ではそのズバッと振れるスウィングを見てみましょう。ぜひ見ていただきたいのは、切り返しからダウンスウィングにかけて。まず切り返しですが、左手首が手のひら側に折れる“掌屈(しょうくつ)”という動きが入っています。
この動きはフェースを閉じる動き、つまり、ボールをつかまえる動き。ダウンスウィングの手元を見ると、掌屈された左手首の角度がキープされていることがわかります。フェースが開かずにボールへ向かっているのがわかります。
切り返しからフェースの向きをキープしたままインパクトへ向かうことで、フェースはゆるやかにターンすることになります。手を使った急激なフェースターンを防ぎ、体の中心部分の大きな筋肉を使ってスウィングできています。

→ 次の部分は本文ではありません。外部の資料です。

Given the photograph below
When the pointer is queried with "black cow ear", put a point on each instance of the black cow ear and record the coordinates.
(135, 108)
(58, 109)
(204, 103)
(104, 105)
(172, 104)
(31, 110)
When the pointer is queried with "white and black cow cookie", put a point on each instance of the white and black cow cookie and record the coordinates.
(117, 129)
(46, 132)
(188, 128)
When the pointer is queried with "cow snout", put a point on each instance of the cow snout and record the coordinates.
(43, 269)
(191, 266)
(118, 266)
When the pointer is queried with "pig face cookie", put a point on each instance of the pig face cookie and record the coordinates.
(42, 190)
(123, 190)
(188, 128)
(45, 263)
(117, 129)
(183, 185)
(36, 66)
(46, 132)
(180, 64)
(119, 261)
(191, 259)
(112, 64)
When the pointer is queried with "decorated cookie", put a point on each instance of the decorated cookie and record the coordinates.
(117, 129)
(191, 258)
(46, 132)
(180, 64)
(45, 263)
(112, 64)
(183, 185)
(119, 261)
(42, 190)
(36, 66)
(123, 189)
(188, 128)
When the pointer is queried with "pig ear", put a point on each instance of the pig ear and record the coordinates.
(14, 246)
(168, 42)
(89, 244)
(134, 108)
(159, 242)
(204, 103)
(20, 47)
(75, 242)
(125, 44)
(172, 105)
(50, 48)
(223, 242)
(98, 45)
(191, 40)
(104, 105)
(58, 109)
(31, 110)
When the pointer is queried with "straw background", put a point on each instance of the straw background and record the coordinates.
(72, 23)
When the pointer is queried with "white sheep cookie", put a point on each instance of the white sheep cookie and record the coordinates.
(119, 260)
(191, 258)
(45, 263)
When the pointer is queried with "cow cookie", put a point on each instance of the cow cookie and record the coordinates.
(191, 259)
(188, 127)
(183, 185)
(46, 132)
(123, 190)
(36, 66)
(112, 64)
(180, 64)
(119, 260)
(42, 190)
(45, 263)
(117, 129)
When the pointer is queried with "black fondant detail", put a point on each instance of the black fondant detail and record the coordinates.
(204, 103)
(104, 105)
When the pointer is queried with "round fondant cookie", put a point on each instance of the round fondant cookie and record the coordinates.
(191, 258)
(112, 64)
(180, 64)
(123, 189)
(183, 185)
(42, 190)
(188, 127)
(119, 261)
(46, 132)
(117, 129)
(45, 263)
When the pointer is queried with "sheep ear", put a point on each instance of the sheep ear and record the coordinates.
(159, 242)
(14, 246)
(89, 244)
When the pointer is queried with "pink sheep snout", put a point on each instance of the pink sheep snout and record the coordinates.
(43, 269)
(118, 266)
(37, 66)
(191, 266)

手の動きが大きいスウィングは安定感に欠け、プレッシャー下で思い切り振り抜くことが難しいものですが、渋野選手の場合、掌屈の動きでフェースを閉じることでボールをつかまえる準備を整え、あとは体を思い切りターンさせることができています。スウィング自体の再現性が高いことが、プレッシャー下でもズバッと振れる秘密です。

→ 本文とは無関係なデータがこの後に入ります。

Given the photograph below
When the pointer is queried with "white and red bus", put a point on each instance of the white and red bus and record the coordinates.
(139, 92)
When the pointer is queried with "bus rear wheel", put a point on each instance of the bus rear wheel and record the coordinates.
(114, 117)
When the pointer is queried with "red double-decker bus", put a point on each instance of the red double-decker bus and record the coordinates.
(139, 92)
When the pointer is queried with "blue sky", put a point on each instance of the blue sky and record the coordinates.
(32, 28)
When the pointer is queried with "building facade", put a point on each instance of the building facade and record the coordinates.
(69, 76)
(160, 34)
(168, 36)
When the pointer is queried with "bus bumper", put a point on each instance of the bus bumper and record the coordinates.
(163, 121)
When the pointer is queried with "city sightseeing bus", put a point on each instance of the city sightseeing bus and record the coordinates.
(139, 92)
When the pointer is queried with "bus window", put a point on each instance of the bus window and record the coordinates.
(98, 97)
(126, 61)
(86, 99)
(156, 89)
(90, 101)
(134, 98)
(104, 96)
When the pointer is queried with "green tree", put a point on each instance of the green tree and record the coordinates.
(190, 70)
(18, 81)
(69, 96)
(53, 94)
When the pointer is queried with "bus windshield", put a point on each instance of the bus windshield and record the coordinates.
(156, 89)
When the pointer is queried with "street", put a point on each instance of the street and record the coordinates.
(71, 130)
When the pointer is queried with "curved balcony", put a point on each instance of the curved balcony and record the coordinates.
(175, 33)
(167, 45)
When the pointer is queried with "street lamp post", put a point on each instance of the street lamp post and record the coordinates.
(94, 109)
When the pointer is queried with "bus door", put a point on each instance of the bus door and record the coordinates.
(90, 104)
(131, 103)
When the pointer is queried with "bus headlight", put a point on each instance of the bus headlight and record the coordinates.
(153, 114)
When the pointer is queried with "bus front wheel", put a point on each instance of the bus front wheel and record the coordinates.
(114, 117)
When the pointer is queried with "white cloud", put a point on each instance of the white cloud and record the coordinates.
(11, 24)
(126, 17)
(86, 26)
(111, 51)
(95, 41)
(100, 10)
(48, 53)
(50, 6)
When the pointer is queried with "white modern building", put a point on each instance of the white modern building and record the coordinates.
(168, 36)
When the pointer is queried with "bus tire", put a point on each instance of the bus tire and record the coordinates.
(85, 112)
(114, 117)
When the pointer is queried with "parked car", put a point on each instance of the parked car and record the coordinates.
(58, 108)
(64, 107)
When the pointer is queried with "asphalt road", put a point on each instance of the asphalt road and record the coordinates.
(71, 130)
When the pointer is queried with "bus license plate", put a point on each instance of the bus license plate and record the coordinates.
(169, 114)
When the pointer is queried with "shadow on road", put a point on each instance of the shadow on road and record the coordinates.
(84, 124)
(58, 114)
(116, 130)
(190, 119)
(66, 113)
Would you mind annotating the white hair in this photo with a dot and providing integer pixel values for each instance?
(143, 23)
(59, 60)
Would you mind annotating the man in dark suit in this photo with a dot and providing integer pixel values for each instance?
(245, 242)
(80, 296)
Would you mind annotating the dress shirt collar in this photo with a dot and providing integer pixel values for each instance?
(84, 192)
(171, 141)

また、このような打ち方は、ブルックス・ケプカや、ダスティン・ジョンソンといった当代の一流プロに通ずるもの。現代の慣性モーメントの大きい大型ドライバーとの相性がいいスウィングであることも見逃せない要素と言えます。
グリップの握り方にもよりますが、球がつかまらない人や、フェースをターンさせるタイミングが上手くつかめない人は、トップでの左手首の掌屈を意識してみることをお勧めします。球のつかまりを手の返しに頼る割合が減り、出球の安定感につながるはずです。
昨年プロテストに合格し、レギュラーツアー出場は1試合のみだった渋野選手は、今シーズンもっともブレークしたプロと言っていいと思います。出場が決まっている全英女子オープンでもズバっと振り抜くスウィングで、世界を驚かせてもらいたいと思います。